I need both speech output (as .MP3) and speechMarks output (as .JSON). Currently, I'm using two calls from the CLI based on the documentation, one call to generate each one for the same text.
I believe that means I'm getting billed twice for the same text. Is this correct? Are you billed twice, once for audio, and a second time for speech marks?
Also, this takes two calls / more time / seems to duplicate effort / the server must be doing the same computation twice.
Is there a way to make a single call that generates both speech audio output (mp3) and SpeechMarks (json) in a single call, and/or a way to pay once rather than twice for the same text?
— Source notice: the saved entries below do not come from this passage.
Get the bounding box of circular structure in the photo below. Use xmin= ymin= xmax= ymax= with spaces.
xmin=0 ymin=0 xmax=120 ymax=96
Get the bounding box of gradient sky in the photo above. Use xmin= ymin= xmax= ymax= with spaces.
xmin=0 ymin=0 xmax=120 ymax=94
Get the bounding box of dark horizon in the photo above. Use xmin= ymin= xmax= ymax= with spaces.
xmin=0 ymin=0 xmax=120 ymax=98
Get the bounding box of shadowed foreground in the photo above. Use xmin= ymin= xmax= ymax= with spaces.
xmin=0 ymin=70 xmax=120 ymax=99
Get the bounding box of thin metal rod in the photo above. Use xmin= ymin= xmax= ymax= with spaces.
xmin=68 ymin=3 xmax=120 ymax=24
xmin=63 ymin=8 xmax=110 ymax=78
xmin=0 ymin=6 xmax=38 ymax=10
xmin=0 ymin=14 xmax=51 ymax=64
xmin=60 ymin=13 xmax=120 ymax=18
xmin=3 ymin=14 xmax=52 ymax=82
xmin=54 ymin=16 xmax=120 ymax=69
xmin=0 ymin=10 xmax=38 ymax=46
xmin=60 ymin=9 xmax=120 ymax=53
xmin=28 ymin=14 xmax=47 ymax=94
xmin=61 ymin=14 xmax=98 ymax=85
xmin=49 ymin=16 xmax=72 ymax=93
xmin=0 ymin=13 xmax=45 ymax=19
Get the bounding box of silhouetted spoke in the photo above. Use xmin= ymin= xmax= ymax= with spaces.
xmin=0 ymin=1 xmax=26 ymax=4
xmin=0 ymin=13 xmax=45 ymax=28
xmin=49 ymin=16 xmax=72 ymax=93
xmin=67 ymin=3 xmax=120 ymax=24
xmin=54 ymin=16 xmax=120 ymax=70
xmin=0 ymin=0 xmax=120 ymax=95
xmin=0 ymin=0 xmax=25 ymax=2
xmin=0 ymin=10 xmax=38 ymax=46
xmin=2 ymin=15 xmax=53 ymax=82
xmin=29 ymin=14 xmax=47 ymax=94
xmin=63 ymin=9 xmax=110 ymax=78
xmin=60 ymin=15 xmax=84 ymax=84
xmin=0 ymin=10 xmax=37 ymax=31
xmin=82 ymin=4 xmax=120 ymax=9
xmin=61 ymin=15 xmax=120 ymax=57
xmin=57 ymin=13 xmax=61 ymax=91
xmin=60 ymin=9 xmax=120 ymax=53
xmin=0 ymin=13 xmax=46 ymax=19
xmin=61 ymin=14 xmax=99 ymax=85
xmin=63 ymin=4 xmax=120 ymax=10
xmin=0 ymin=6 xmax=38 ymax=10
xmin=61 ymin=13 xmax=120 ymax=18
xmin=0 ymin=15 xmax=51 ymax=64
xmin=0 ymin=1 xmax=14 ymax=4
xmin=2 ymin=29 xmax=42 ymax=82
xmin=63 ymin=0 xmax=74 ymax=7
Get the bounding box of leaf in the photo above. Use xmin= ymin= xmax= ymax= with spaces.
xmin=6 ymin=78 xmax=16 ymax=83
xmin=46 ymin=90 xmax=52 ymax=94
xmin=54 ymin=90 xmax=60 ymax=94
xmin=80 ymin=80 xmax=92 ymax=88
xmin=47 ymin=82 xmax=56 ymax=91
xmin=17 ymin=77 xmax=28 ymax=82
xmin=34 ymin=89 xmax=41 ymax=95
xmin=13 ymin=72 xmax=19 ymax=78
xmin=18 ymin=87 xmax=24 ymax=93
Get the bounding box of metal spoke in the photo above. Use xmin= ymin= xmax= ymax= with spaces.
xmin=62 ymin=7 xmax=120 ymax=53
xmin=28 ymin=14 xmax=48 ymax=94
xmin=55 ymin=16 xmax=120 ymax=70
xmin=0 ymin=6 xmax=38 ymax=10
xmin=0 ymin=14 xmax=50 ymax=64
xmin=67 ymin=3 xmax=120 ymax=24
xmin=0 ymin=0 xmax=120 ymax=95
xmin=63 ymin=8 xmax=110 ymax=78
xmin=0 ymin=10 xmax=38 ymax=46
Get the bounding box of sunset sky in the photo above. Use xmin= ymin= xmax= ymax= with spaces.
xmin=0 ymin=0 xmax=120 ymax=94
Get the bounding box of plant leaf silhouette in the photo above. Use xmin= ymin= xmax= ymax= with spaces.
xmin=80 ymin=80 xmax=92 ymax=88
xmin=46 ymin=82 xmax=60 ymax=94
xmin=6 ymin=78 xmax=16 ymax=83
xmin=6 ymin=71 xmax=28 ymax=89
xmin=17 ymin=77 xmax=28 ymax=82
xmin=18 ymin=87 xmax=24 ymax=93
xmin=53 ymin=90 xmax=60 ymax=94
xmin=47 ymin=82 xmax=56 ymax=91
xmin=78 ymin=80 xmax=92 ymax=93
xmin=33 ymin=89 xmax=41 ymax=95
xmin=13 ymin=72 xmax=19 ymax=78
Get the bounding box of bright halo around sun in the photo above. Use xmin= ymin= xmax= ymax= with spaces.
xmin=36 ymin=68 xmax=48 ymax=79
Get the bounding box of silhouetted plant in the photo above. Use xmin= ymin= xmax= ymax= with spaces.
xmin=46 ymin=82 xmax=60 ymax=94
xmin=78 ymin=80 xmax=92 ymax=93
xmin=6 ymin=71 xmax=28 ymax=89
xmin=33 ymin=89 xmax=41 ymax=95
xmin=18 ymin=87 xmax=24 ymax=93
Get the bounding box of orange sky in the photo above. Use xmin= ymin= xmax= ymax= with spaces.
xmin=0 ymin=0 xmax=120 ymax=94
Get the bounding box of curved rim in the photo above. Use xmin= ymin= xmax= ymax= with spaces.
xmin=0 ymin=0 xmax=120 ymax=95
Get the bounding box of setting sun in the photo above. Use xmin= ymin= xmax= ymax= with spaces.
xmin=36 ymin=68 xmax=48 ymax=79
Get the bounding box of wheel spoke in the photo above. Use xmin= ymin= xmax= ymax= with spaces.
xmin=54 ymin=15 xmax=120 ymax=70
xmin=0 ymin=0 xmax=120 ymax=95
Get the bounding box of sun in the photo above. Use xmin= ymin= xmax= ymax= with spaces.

Related question / Similar issue: I also need multiple speech variants for the same text to allow for end-user preferences (eg different voices, different speed/prosody). Is there a way to batch generate multiple sets of speech output from a single call to decrease speech generation cost for this situation, rather than paying for 2x the amount of text for each small variant?
Would prefer to do this using the CLI, but also fine to use tasks, the js API, the python API, etc.
Here are the docs with examples of the calls to generate audio and SpeechMarks:
https://docs.amazonaws.cn/en_us/polly/latest/dg/using-speechmarks.html
https://docs.amazonaws.cn/en_us/polly/latest/dg/get-started-cli-exercise.html
Thanks for your help